Dulu Dirut PT Pertamina (Persero), Dwi Soetjipto (Kini Kepala SKK Migas), pernah mengatakan setiap harinya Pertamina harus menyediakan uang sebanyak 400 – 500 juta dollar untuk membeli minyak mentah dan BBM dari luar negeri. “Rata-rata sehari membutuhkan US$ 400-500 juta atau sekitar Rp 6,5 triliun, itu untuk impor BBM dan minyak mentah sekitar 750.000 barel per hari” kata Dwi, di Jakarta, Selasa, 16 Juni 2015.
Angka itu terbilang fantastis dan tentu membuka mata kita bagaimana begitu mahalnya energi yang setiap harinya kita gunakan. Kebijakan pembelian minyak mentah dan BBM dari luar negeri ini dikarenakan masih belum mumpuninya kilang minyak di tanah air. Saat ini kilang minyak milik Indonesia hanya bisa memproduksi dan menampung sekitar 850 ribu barel per hari, sedangkan kebutuhan dalam negeri akan BBM mencapai 1,6 juta barel per hari.

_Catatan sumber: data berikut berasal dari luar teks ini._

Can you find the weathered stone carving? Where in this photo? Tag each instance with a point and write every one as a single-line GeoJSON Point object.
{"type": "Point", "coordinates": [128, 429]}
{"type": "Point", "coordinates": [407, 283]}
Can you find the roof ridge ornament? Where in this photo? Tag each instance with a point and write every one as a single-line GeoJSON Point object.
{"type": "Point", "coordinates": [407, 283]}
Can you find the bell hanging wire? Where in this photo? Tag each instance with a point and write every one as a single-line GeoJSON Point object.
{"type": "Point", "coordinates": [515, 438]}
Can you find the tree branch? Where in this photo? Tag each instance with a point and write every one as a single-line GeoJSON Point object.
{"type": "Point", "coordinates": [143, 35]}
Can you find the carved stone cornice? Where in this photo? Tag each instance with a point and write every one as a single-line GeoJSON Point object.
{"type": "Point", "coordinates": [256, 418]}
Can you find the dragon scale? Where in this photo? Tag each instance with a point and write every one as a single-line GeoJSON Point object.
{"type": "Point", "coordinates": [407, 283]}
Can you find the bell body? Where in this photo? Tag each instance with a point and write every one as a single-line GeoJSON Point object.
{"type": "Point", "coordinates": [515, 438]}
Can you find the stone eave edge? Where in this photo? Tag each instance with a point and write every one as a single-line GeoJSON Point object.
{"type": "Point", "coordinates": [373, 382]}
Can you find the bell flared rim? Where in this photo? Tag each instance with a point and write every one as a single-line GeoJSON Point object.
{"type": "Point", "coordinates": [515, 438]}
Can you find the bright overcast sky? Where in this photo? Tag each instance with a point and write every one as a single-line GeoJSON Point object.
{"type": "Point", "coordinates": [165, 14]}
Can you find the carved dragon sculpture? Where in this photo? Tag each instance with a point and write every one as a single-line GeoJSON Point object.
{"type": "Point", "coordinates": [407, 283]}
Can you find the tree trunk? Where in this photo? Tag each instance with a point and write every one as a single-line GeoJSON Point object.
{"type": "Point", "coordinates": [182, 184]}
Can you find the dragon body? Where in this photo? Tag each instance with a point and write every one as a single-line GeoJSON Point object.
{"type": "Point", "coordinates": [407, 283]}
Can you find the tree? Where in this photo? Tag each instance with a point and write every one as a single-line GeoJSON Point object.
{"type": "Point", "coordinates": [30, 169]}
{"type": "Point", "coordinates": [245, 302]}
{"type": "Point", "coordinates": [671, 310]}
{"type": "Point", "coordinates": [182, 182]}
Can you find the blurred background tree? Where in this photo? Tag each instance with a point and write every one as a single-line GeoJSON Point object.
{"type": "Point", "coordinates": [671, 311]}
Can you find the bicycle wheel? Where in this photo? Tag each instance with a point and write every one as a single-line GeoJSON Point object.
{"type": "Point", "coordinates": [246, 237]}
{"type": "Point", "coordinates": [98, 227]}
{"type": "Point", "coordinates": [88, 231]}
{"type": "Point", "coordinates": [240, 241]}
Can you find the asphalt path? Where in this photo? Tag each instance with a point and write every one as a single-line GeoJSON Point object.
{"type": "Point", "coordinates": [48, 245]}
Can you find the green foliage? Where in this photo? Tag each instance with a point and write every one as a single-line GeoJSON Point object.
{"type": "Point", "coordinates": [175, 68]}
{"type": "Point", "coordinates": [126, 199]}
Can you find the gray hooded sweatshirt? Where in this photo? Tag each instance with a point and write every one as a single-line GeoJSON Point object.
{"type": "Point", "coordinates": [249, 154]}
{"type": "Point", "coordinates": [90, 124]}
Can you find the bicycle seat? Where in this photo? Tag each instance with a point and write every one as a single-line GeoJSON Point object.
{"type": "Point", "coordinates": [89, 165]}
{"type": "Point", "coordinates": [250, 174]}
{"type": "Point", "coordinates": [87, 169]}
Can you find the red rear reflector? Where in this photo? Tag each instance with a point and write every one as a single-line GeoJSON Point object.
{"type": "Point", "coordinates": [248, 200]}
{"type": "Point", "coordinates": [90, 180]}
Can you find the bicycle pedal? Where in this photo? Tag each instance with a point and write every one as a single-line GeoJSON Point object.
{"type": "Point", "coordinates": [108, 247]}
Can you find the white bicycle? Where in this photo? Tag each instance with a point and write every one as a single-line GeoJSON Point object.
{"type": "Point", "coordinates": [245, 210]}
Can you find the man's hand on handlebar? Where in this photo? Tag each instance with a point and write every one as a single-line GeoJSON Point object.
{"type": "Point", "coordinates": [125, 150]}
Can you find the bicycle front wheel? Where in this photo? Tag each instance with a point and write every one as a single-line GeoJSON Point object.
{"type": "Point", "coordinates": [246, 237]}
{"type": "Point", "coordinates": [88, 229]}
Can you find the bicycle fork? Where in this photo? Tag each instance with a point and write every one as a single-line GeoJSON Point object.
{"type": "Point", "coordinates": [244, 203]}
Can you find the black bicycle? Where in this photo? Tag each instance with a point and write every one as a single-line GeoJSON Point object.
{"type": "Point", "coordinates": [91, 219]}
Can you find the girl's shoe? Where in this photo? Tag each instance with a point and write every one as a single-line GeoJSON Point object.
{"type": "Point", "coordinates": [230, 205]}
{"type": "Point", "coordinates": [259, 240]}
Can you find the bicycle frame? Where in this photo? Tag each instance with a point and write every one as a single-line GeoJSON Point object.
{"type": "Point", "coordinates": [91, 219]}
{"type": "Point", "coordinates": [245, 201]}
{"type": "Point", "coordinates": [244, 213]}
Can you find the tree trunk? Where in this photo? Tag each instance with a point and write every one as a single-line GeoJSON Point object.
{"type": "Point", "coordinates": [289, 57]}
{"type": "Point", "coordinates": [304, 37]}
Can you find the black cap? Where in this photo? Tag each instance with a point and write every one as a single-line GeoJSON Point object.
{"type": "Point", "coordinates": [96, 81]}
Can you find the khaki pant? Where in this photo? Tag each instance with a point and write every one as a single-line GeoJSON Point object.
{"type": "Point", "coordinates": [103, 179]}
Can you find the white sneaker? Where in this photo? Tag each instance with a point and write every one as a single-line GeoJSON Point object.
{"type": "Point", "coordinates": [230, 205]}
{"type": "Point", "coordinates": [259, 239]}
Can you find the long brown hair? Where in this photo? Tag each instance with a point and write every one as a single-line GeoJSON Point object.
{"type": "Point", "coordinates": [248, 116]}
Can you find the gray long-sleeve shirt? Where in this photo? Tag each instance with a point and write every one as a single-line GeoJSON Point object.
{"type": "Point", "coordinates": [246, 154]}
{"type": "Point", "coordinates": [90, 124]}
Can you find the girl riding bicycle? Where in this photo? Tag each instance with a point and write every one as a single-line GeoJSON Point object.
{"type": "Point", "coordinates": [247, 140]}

Untuk itu, Pertamina menargetkan pembangunan tiga kilang baru untuk meningkatkan produksi minyak perusahaan pelat merah yang baru mencapai 800.000 barel per hari pada penghujung tahun ini. Selain membangun tiga kilang baru, Pertamina juga melakukan upgrading lima kilang minyak untuk meningkatkan pasokan bahan bakar selama lima tahun ke depan. Peningkatan produksi lima kilang itu ditargetkan mampu menggenjot lifting minyak hingga 1,6 juta barel per hari.
Dwi mengungkapkan tahap perdana up grading dilakukan di kilang Cilacap, Jawa Tengah yang ditargetkan tuntas Agustus tahun ini. “Setelahnya, Oktober kami mulai di Balik Papan. Seluruh up grade ini akan diselesaikan dalam 5 tahun ke depan,” ujar Dwi.
Selain itu, Pertamina melalui anak perusahaannya yaitu PT Pertamina EP terus melakukan pencarian sumber minyak dan gas bumi di beberapa wilayah di Indonesia guna menjamin ketersediaan energi nasional. Kegiatan pencarian sumber migas tersebut dilakukan mulai dari Aceh hingga Papua.
Dwi mengatakan bahwa melalui kegiatan eksplorasi, Pertamina EP merencanakan kegiatan survey seismic sepanjang 1167 km. Eksplorasi tersebut terdiri dari wilayah Area Sumatera Utara untuk survey Garcinia dan Seremban, Area Sumatera Selatan untuk survey Karbela dan Selingsing, Area Jawa Barat untuk survey Akasia Besar, Area Jawa Timur untuk survey Lumajang, Area Kalimantan untuk survey Tanjung dan Bunyu, serta di Area Papua untuk survey Kupalanda.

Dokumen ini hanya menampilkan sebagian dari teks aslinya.